Fabre has also spoken of the possibility of Talismanic contesting next year’s Dubai World Cup (Gr 1, 2000m) given the turn of foot he has displayed on occasions. “He could win a good race over a mile and a quarter (2000 metres), he has got speed enough for that,” Fabre said after the Breeders’ Cup meeting.

The best measure of Talismanic probably comes from his stablemate Cloth Of Stars (Sea The Stars). They finished alongside each other in the Prix Foy (Gr 2, 2400m) before Cloth Of Stars beat all but Enable in the Arc.

Highland Reel has raced 17 times, in six countries, for five wins and seven placings from the time we saw him run third to Winx (Street Cry) in the 2015 Cox Plate (Gr 1, 2040m). He was beaten a half length into second place behind Satono Crown (Marju) in last year’s Vase. Satono Crown stretched the near unbeatable Kitasan Black (Black Tide) in the recent Tenno Sho Autumn (Gr 1, 2000m).

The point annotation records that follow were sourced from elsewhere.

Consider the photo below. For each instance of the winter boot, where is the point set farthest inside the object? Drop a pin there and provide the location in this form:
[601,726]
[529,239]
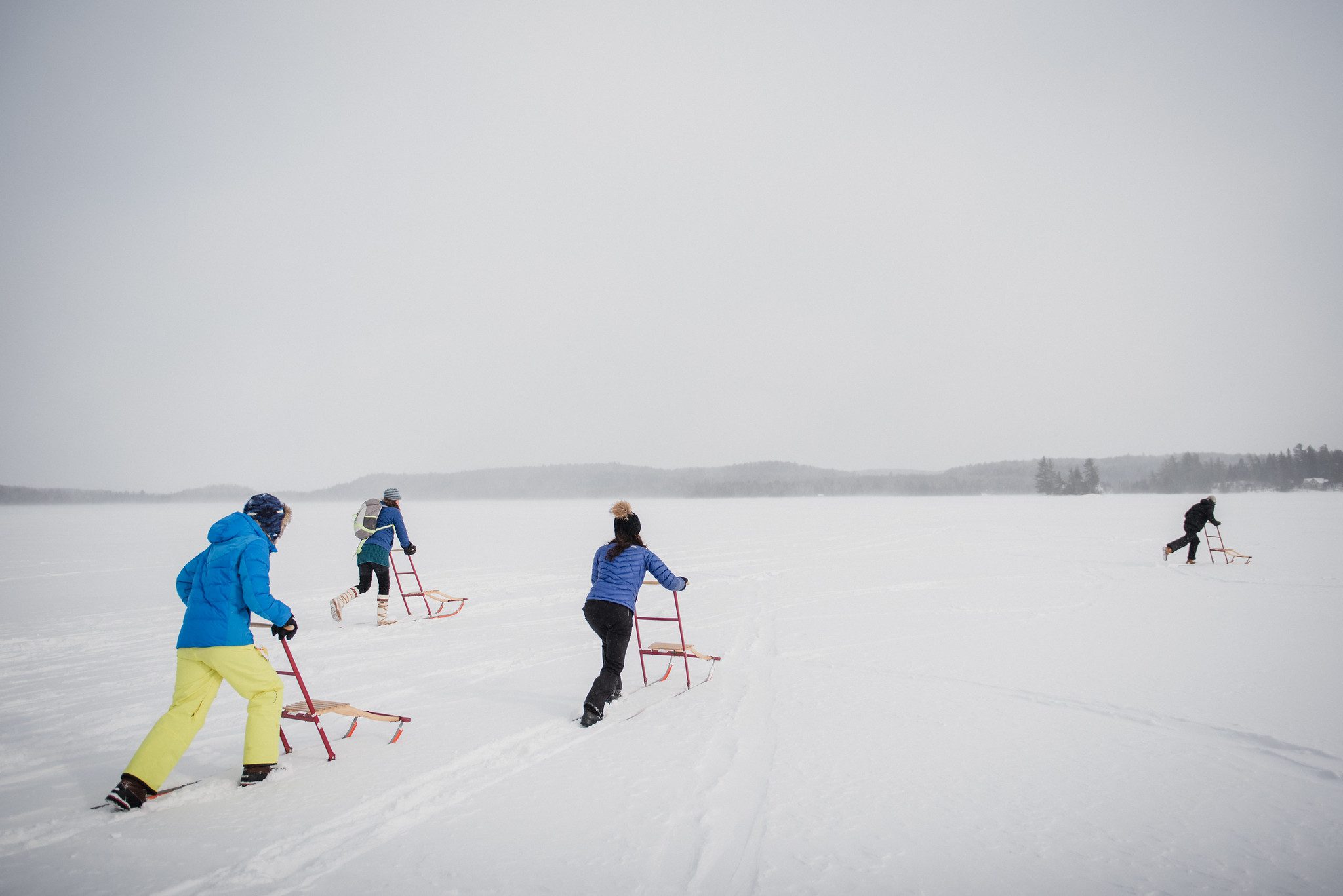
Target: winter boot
[256,774]
[342,600]
[129,793]
[591,715]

Highland Reel, who won the 2015 Vase, is by Galileo (Sadler’s Wells) from the Australian-bred mare Hveger (Danehill), the sister to Elvstroem and half-sister to Haradasun (Fusaichi Pegasus). She’s also produced the dual Derby (Gr 1, 1m4f) placed Idaho, a brother to Highland Reel, and the brothers finished third and fourth behind Enable in this year’s King George VI and Queen Elizabeth Stakes (Gr 1, 1m4f) at Ascot.

Given the recently imposed quarantine restrictions on Australian horses returning from Hong Kong, that Hveger connection is about as close as we’ll get to a runner this year. Club officials do hope the quarantine restrictions will be lifted early in 2018.

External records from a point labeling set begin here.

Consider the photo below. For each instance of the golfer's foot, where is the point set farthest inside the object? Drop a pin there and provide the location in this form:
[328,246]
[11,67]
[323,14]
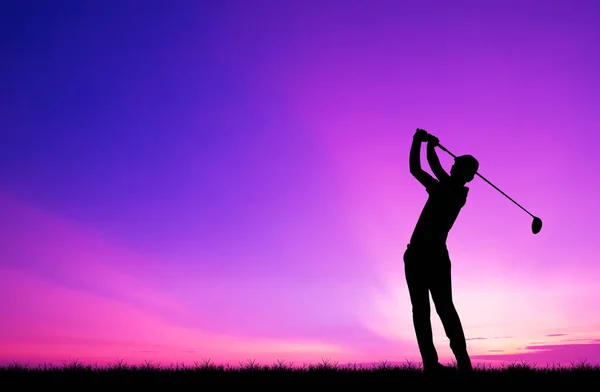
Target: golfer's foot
[464,365]
[465,369]
[438,368]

Highland Reel has become the contemporary Cirrus Des Aigles (Even Top) – the horse who travels and performs to his level so frequently that he can provide some sort of measure between horses around the globe.

Corine Barande-Barbe, who trained Cirrus Des Aigles, will return to Hong Kong this year with Garlingari (Linngari) – seventh in last year’s Vase and a dual Group winner in France in September – but he’s expected to bypass the Vase in favour of the Hong Kong Cup (Gr 1, 2000m) this time around.

Also among the entries for the Vase is the Breeders’ Cup Turf runner-up Beach Patrol (Lemon Drop Kid), who had won successive Grade One races in the States, but he is unlikely to make the trip.

Tiberian and Max Dynamite exit Werribee as they bid to join Dunaden (Nicobar) (2011) and Red Cadeaux (Cadeaux Genereux) (2012) and Highland Reel himself, in 2015, as recent Hong Kong Vase winners who have come via a Melbourne spring campaign.

Tiberian, trained by Alain Couteil, ran very well when four and five wide throughout from gate 22 in the Melbourne Cup. Tiberian does boast two wins over Talismanic, albeit on soft ground.

The Willie Mullins-trained Max Dynamite finished a solid third in the Cup. Mullins had Simenon (Marju) run fifth in the 2013 Vase when he progressed via the Melbourne and Japan Cups.

Likely high profile runners in the Cup and the Hong Kong Mile (Gr 1, 1600m) include a returning Neorealism (Neo Universe), from Japan, who won the QEII Cup earlier this year, and the David O’Meara trained Suedois (Le Havre) who was an arguably unlucky fourth in the Breeders Cup Mile (Gr 1, 1600m) earlier this month.